OAB: quebra de sigilo foi ação típica de governo totalitário
Florianópolis (SC), 28/03/2006 – O presidente nacional da Ordem dos Advogados do Brasil, Roberto Busato, sustentou hoje (28) que a violação do sigilo bancário do caseiro Francenildo Costa, que resultou na demissão do ministro da Fazenda, Antonio Palocci, “foi uma ação típica dos regimes totalitários e uma agressão ao Estado democrático de Direito”. Segundo ele, “Stálin não faria diferente”. Busato disse desconhecer outro momento na história do Brasil democrático “em que o Estado tenha sido tão explícito na sua truculência, tão invasivo na privacidade do cidadão quanto nesse episódio”. Ele fez estas afirmações ao discursar na abertura do seminário internacional “Corrupção e Sociedade”, promovido pelos Tribunais de Contas dos Estados no Centro de Convenções Centro Sul, da capital catarinense.

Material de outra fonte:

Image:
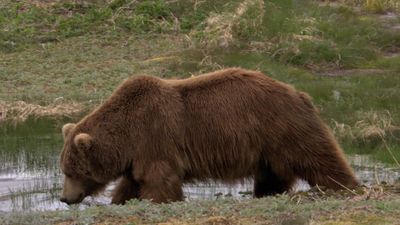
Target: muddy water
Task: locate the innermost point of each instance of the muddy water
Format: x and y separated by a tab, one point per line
30	178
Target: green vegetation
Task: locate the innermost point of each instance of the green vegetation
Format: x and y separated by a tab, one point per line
315	207
64	57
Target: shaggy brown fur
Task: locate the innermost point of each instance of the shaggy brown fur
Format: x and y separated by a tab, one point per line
226	125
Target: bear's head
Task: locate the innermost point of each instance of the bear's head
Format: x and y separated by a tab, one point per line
79	180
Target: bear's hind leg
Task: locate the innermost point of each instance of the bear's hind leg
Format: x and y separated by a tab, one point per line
267	182
126	189
161	184
327	167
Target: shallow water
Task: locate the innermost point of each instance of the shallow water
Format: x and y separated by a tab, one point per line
30	178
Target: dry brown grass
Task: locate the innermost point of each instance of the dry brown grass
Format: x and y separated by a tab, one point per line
221	28
371	125
20	111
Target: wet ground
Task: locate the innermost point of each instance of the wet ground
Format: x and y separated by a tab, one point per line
30	178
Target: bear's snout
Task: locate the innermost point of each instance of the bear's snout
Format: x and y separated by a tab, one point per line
73	201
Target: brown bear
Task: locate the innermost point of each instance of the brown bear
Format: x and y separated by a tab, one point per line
227	125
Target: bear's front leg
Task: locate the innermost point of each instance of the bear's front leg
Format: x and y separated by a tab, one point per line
161	184
126	189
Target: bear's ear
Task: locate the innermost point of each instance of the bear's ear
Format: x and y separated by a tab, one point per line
67	129
83	141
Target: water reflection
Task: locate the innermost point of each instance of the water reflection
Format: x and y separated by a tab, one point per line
30	178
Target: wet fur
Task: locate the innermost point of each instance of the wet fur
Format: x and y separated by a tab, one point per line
226	125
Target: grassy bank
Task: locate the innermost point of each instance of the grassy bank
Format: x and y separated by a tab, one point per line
62	58
373	206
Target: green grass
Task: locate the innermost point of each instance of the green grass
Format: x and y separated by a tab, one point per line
295	209
80	51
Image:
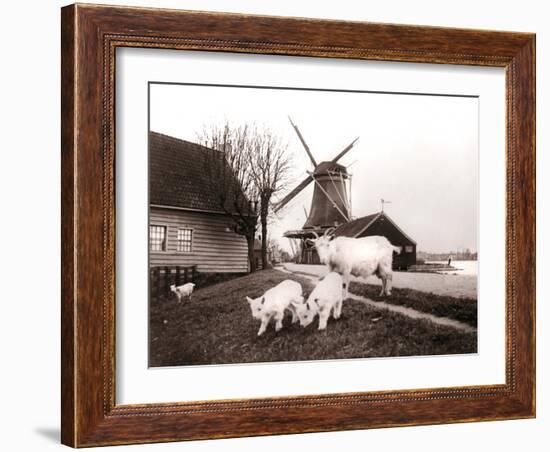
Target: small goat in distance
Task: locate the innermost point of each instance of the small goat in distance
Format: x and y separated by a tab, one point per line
183	291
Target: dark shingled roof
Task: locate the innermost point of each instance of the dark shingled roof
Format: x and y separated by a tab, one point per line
354	227
357	227
178	176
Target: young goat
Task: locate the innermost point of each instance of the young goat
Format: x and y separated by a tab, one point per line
273	303
183	291
327	296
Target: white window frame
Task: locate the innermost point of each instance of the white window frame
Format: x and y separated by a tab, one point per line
184	228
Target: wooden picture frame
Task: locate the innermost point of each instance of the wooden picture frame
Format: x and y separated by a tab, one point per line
90	36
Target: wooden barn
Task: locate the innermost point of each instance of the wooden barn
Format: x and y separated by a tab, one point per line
187	226
381	224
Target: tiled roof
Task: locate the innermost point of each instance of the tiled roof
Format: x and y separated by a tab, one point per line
178	175
354	227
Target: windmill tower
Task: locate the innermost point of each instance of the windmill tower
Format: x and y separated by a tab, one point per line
330	204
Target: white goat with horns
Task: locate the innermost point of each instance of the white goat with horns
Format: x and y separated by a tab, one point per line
361	257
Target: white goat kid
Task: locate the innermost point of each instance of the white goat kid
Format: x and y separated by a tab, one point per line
273	303
327	297
361	257
183	291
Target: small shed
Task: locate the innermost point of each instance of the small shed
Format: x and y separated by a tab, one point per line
381	224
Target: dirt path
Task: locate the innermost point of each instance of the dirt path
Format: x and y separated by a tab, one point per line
409	312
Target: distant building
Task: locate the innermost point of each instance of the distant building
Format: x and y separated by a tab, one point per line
381	224
187	225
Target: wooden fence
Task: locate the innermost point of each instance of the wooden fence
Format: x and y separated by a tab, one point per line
161	278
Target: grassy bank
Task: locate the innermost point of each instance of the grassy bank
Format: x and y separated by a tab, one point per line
216	327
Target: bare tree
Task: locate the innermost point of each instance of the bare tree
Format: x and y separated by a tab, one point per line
270	170
227	166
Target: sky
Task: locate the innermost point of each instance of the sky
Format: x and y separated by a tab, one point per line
418	151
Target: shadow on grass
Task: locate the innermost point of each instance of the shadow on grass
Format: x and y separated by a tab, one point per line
461	309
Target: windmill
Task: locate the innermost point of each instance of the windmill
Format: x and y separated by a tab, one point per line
330	205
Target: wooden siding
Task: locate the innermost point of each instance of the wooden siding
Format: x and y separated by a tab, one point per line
213	248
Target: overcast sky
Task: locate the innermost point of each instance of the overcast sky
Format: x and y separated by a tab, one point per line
419	152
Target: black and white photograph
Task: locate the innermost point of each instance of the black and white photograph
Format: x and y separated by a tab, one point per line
295	224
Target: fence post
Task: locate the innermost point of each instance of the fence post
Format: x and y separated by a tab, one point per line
167	280
157	281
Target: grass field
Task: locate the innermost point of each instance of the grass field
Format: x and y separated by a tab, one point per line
216	327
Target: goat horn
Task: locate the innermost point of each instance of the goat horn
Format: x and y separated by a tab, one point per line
328	231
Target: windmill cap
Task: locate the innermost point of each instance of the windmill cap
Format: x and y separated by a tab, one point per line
324	167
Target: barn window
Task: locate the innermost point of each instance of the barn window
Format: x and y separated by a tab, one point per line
157	238
185	238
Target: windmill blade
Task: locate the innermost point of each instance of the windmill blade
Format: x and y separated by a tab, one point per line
283	202
306	147
349	146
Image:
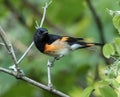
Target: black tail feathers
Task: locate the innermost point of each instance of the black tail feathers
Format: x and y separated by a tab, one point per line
92	44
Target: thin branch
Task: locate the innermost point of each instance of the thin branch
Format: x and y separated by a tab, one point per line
2	44
97	20
44	13
37	13
25	53
33	82
9	47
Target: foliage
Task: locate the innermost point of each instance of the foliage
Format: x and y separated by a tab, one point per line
78	73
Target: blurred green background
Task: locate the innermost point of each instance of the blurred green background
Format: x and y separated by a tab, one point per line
71	74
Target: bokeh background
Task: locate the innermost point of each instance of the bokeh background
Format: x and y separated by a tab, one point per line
71	74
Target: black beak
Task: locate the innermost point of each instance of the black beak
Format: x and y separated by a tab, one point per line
45	33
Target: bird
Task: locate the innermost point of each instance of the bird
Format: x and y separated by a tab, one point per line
58	46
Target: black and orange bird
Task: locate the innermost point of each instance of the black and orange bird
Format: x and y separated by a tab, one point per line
58	46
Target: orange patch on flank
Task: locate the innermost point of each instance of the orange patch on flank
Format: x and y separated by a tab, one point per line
64	39
90	44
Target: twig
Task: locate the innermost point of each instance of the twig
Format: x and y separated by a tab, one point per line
9	47
2	44
25	53
43	17
33	82
23	77
97	20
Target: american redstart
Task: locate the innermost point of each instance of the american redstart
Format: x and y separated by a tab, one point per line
58	46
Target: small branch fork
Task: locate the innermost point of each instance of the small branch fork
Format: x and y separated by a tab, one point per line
16	72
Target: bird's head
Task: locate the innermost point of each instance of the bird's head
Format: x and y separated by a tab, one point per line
41	34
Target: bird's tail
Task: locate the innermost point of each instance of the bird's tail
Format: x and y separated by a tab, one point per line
93	44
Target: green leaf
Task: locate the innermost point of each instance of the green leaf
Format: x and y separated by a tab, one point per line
108	50
116	22
117	45
112	13
87	92
107	91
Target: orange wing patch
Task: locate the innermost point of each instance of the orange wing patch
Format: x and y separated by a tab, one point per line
64	39
51	49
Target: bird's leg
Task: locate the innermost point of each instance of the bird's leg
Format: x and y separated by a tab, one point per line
49	65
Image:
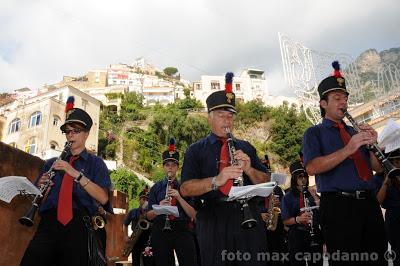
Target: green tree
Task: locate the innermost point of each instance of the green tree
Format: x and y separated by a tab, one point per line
126	181
287	133
251	112
170	71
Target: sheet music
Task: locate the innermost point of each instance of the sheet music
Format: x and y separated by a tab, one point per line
165	209
244	192
390	136
10	186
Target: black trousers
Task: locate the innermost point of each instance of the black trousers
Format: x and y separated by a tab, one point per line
165	242
392	224
137	251
223	241
277	244
301	252
353	230
56	244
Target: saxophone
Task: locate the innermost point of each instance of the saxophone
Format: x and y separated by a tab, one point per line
273	212
142	225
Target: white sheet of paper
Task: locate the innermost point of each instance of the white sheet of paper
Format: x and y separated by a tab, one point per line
390	136
159	209
245	192
280	179
10	186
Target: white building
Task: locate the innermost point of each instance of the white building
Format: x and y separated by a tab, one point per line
153	88
33	124
250	85
276	101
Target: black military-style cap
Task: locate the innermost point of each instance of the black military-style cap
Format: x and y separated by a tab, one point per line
77	115
394	154
223	99
144	193
171	154
296	167
332	83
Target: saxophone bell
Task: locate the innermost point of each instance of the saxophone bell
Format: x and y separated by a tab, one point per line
98	222
273	212
248	220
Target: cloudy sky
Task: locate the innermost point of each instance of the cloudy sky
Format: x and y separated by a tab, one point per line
42	40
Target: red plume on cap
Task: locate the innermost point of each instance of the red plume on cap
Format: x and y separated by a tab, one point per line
228	82
171	146
70	104
336	66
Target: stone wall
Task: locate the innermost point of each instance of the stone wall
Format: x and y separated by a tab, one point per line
14	237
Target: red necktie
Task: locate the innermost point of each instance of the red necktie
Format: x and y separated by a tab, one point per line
301	200
361	165
173	203
224	162
64	208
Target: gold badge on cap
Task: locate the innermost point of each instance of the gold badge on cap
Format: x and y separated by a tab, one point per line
229	97
340	81
70	112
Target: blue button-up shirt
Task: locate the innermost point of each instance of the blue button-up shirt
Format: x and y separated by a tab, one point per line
202	161
92	167
324	139
290	206
157	194
392	199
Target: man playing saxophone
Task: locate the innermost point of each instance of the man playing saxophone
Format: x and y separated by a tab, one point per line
304	236
80	184
337	155
171	233
133	219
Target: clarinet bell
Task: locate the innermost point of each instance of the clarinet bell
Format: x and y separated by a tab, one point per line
27	219
167	226
248	220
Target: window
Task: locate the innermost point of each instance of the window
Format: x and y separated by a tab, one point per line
15	126
56	120
36	119
13	144
31	146
215	85
84	104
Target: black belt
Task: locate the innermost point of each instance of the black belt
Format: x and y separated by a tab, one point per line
358	194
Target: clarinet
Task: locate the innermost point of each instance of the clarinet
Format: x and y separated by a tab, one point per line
167	224
308	210
390	169
248	220
28	218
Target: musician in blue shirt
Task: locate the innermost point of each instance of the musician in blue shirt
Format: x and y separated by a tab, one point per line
305	236
351	218
208	176
171	233
389	198
80	186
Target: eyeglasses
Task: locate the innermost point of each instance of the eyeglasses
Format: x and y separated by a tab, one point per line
302	176
73	131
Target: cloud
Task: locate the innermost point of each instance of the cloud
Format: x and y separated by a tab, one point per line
40	41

Para o presidente nacional da OAB, os responsáveis pelo que chamou de “triste episódio” – que resultou também em demissão do presidente da Caixa Econômica Federal, Jorge Mattoso – violaram o sigilo do caseiro com a certeza da impunidade, mas subestimaram a capacidade de indignação da sociedade brasileira. “Venceu a cidadania, embora a um custo alto para a credibilidade das instituições do Estado”, observou Busato. Ele lembrou que, diante das denúncias do caseiro, num primeiro momento, “o presidente da República solidarizou-se automaticamente com os infratores e prometeu preservá-los a todo custo, mas acabou tendo que engolir as próprias palavras e demiti-los”.

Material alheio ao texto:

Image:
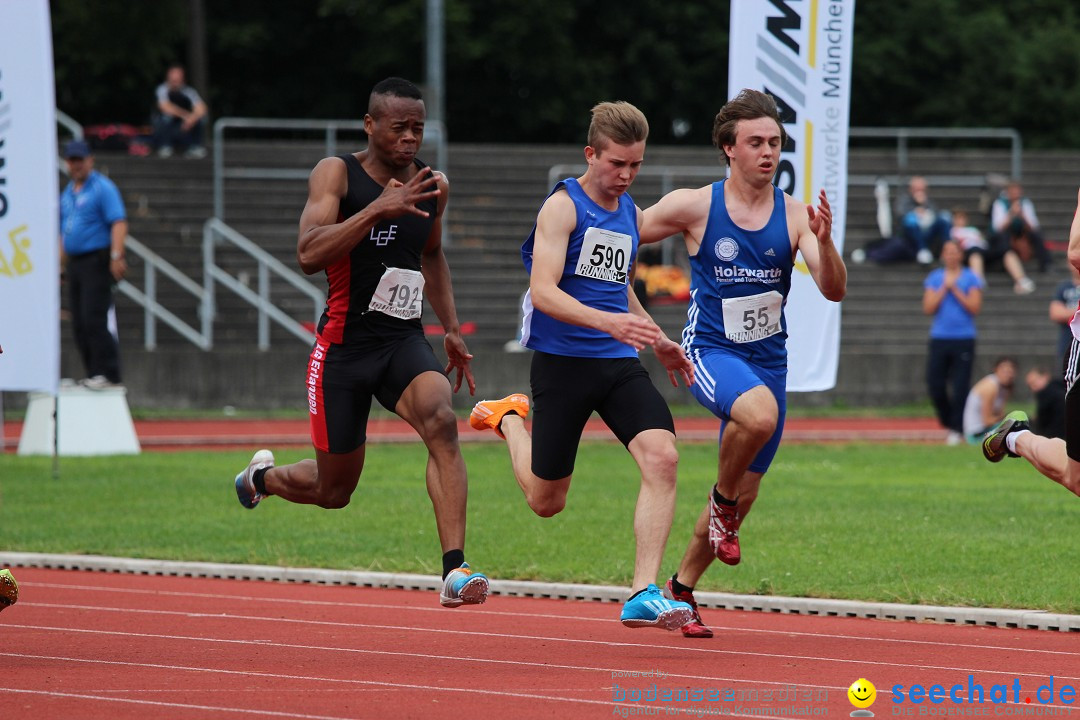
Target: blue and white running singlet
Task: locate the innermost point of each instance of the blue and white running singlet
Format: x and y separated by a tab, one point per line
598	257
740	281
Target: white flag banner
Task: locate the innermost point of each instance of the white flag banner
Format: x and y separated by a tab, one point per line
800	53
29	250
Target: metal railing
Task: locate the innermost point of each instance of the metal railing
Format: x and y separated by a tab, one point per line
215	233
153	311
70	123
902	135
329	128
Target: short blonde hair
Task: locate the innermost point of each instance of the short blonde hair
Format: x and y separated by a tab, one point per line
619	122
747	105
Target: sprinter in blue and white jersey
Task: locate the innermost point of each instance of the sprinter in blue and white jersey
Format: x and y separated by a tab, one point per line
585	326
742	235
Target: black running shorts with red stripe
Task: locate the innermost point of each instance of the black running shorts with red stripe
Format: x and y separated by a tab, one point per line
342	380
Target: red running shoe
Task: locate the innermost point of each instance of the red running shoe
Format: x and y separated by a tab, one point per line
694	628
724	531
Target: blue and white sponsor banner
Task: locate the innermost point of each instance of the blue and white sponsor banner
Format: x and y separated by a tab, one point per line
799	52
29	249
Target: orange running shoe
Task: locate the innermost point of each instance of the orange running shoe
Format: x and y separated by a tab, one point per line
489	413
9	589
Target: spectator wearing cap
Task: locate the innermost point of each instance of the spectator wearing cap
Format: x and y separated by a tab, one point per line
93	230
179	118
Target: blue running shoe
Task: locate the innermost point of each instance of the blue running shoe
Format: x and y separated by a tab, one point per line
463	586
245	484
650	609
995	448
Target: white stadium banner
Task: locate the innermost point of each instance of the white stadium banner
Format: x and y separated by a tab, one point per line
799	52
29	250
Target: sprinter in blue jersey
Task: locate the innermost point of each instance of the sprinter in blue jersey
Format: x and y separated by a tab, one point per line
585	326
742	235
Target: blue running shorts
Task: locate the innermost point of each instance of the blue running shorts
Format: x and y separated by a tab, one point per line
720	378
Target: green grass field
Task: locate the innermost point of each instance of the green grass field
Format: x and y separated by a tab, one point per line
907	524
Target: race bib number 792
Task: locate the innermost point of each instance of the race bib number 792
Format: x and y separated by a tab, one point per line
400	294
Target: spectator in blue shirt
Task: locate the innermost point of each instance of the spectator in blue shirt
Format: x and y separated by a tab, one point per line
93	230
953	295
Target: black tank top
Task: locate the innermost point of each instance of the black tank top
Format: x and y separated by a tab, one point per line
393	243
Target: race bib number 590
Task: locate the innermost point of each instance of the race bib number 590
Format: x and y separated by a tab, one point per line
605	255
399	295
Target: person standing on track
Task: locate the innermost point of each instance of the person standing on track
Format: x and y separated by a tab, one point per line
1056	459
742	235
373	223
586	326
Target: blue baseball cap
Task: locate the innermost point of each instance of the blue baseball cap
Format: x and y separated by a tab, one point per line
76	149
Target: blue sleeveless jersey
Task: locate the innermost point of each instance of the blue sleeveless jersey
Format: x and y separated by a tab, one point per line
597	277
750	271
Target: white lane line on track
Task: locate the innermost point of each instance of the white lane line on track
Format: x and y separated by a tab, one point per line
186	706
721	628
275	676
608	670
507	636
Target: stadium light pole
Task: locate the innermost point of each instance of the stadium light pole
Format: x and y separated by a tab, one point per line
435	79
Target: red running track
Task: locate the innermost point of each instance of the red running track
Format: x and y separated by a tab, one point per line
93	646
226	433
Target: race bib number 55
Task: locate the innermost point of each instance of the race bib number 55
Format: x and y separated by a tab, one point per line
399	295
605	255
753	317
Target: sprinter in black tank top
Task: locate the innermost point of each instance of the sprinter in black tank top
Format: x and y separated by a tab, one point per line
373	222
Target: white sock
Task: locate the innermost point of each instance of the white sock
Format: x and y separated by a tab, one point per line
1011	439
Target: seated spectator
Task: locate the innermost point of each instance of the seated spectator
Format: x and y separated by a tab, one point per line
985	406
923	227
977	254
179	118
1062	309
1049	391
1014	226
888	248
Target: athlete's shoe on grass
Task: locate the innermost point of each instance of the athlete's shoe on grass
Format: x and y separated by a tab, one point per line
651	609
489	413
463	586
694	628
994	445
245	480
9	589
724	531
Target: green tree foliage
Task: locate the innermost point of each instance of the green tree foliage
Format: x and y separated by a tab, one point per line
964	63
528	71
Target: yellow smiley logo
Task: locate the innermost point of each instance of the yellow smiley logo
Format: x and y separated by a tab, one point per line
862	693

De acordo com Busato, o que ocorreu nesse episódio representa uma visão mais que autoritária, totalitária do Estado. “Vejam bem que mencionei a palavra totalitário, e não autoritário que é um grau de arbítrio mais tênue”, assinalou. “No totalitarismo não há ética, lei ou limites; as razões de Estado confundem-se com as razões de quem o ocupa circunstancialmente”, observou.
No pronunciamento, o presidente nacional da OAB, além de destacar que o que aconteceu ao caseiro enquanto cidadão foi uma invasão inadmissível de sua privacidade por agentes públicos do primeiro escalão, salientou que o caso que culminou com a demissão de Palocci e Mattoso teve origem nas relações promíscuas entre interesse público e privado. “Quanto amigos e ex-assessores de Antonio Palocci instalam-se em Brasília e se valem de suas relações com o então todo-poderoso ministro da Fazenda para obter atendimento a interesses empresariais privados, temos uma relação incestuosa entre público e privado”.

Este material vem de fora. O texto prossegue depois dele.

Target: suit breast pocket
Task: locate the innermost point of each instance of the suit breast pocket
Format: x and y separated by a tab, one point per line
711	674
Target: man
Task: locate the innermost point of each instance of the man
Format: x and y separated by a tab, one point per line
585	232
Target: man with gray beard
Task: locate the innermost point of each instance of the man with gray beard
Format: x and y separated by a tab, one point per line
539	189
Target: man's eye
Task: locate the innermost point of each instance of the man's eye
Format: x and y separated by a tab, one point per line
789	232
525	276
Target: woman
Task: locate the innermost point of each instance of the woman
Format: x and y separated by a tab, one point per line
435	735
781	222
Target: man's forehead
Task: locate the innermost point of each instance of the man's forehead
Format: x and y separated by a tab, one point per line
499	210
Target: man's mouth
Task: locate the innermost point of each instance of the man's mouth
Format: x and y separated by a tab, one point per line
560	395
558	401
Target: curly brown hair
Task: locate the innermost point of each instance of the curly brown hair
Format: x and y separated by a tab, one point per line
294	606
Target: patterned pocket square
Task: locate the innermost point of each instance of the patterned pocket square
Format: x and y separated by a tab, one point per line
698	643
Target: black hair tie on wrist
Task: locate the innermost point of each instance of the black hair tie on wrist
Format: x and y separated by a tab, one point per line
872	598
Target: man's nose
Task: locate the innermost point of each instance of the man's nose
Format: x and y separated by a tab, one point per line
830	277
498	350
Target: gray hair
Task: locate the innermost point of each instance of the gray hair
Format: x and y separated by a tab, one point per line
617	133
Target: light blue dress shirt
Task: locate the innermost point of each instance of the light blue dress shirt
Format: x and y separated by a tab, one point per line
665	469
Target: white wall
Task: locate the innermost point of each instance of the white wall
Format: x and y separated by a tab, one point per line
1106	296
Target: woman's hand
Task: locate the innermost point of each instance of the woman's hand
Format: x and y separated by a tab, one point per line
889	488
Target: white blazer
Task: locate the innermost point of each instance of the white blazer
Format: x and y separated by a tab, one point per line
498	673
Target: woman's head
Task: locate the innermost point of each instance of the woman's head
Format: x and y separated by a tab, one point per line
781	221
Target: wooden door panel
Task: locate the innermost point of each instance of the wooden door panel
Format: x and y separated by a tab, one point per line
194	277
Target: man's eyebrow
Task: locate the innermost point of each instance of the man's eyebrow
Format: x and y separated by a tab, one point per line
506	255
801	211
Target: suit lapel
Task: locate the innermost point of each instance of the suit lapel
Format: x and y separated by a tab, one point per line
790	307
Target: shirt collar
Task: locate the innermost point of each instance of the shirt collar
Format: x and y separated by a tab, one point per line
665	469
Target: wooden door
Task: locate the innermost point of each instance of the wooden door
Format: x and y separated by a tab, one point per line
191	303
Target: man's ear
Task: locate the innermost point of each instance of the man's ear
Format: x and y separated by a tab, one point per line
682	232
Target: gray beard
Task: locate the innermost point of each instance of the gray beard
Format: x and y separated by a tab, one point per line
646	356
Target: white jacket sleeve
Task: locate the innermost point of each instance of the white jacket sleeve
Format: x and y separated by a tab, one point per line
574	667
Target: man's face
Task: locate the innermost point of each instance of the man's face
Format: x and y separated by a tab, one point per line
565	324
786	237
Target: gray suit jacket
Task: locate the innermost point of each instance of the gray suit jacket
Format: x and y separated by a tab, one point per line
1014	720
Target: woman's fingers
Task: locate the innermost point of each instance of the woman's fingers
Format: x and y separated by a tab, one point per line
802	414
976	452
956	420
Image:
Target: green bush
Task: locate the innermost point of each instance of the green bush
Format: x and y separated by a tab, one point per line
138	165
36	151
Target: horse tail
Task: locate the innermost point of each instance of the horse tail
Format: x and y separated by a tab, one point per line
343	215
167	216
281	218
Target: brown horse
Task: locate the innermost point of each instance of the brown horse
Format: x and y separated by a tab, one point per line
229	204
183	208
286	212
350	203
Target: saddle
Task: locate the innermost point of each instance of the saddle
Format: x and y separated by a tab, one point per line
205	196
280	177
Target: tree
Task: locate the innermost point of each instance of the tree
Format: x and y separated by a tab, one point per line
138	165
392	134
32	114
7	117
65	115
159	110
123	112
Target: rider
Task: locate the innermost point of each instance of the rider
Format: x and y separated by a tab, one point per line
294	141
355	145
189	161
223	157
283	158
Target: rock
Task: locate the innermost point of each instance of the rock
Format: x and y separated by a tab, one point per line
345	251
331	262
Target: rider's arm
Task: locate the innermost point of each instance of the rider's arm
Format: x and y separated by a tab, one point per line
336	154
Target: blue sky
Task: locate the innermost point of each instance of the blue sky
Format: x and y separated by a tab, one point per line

Busato voltou a pedir a rigorosa apuração das acusações do caseiro ao ex-ministro da Fazenda e seu possível envolvimento na quebra do sigilo bancário, chamando a atenção para o que considerou um fato espantoso: “Agora o ex-ministro, colocado diante dessas acusações, invocou sua privacidade para defender-se”. E acrescentou: “Ora, um ministro da Fazenda, guardião da moeda e do patrimônio público, não tem direito a esse tipo de privacidade. Não pode freqüentar casas suspeitas, ocupadas por lobistas, pois as relações pessoais e profissionais de um ministro de Estado, de um governante, pertencem à esfera publica”.
A seguir, a íntegra do discurso do presidente nacional da OAB, Roberto Busato:
"Senhoras e senhores,
O conflito de interesses entre setor público e setor privado é, desde nossas origens como nação, fator de crises e de descaminhos na gestão do bem comum.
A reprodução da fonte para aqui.